Logo Correio Braziliense
Crítica

Leia crítica do filme sobre uma suburbana contra o tráfico: é Vitória

Filme protagonizado por Fernanda Montenegro conta a história de uma mulher comum que enfrenta o crime organizado no Rio de Janeiro

Crítica // Vitória ★★★

"Dá nada, não" é uma das respostas jogadas ao vento, em um batalhão carioca, quando uma grave denúncia sobre crimes é feita pela idosa Nina (Fernanda Montenegro), bem antes de a "chapa ficar quente" em frente à ladeira da Misericórdia, na Zona Sul, em que mora. Numa cena discreta, o filme de Andrucha Waddington mostra a relevância da mente de Joana da Paz, a personagem em que o roteiro se baseou, capaz de remodelar parte da violência do tráfico: num testemunho inspirado, Nina (com a discrição de Montenegro) trata de seu testamento na passagem do tempo — ela já era habitante quando o morro à frente de sua janela era "uma floresta". O filme se passa em 2005 e vem baseado em dados reais.

Os tempos são outros, e "o dono do morro" agora "conhece" a cidadã de mais de 90 anos, protagonista do filme que tem roteiro de Paula Fiuza. Nina foi escondida pela vida: não recebe nada de correspondência e menos ainda mensagens na secretária eletrônica. Com os nervos à flor da pele, resiste aos tiroteios como pode, ora dentro da banheira, ora atirada ao chão. Para além das noites sem dormir, ela comanda a vida, sozinha, no vazio da existência e à reboque de sua rabugice; exigente, não dá refresco a sermões e a atitudes impulsivas, como a da bolsada no carro que a ameaça. Pelas brechas das persianas, ela entrevê a realidade dura ("gravada e sacramentada", em capturas de vídeo que registra como prova). Em lugar da própria segurança, Nina zela mais pela sua integridade de cidadã.

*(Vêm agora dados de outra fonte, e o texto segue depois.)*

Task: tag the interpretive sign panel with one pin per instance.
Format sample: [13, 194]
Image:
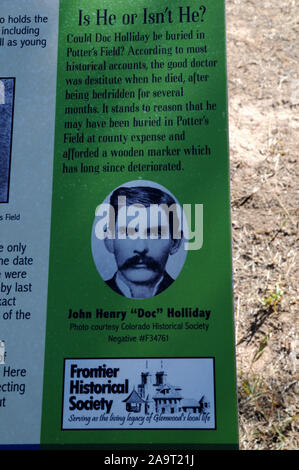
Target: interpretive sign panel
[116, 319]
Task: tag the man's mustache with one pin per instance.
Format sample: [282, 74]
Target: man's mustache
[150, 263]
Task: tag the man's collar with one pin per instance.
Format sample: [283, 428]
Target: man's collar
[125, 289]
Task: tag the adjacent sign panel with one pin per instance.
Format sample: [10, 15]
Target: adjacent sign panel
[138, 324]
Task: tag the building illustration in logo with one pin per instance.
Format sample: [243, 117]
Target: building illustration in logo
[155, 394]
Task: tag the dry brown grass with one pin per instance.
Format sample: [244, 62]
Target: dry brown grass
[262, 46]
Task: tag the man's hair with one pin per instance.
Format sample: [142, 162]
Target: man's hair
[147, 196]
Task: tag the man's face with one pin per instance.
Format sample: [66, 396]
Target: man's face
[141, 260]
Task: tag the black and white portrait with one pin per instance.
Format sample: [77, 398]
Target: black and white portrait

Nas pequenas lições, declara guerra à opressão e à rispidez de terceiros. Em certa medida, o longa nacional se aproxima da linguagem de Sebastián Lélio, quando ele vasculhou a vida de Gloria Bell (na versão com Julianne Moore). Descrita no livro Dona Vitória Joana da Paz (do repórter policial Fábio Gusmão, no filme, interpretado por Alan Rocha), a personagem central ameaça ir a bingo, mas recua, dada a ilegalidade e, entre uma ação de X-9 (como é descrita) e outra, toma parte de uma matinê dançante, com a vizinha Bibiana (Linn da Quebrada, bastante expressiva).

Num filme com andamento muito convencional são as atitudes atípicas e exasperadas de Vitória que dão sustento ao enredo. Nisso, Fernanda é comedida e coerente. Num dos momentos de humor (enxertado no roteiro), a massoterapeuta coloca "meliante para andar", depois de um cerco com sete bandidos. A quintessência da democracia, Nina brada que "a rua é de todo mundo", defende e se afeiçoa por um menino em situação de vulnerabilidade e, entre rompantes, quando é pega, espionando da janela, por binóculos, revida, numa cusparada de ódio contra abusos e violências. "O tráfico não trabalha sozinho", como é dito no filme, e Dona Nina muito bem sabe disso.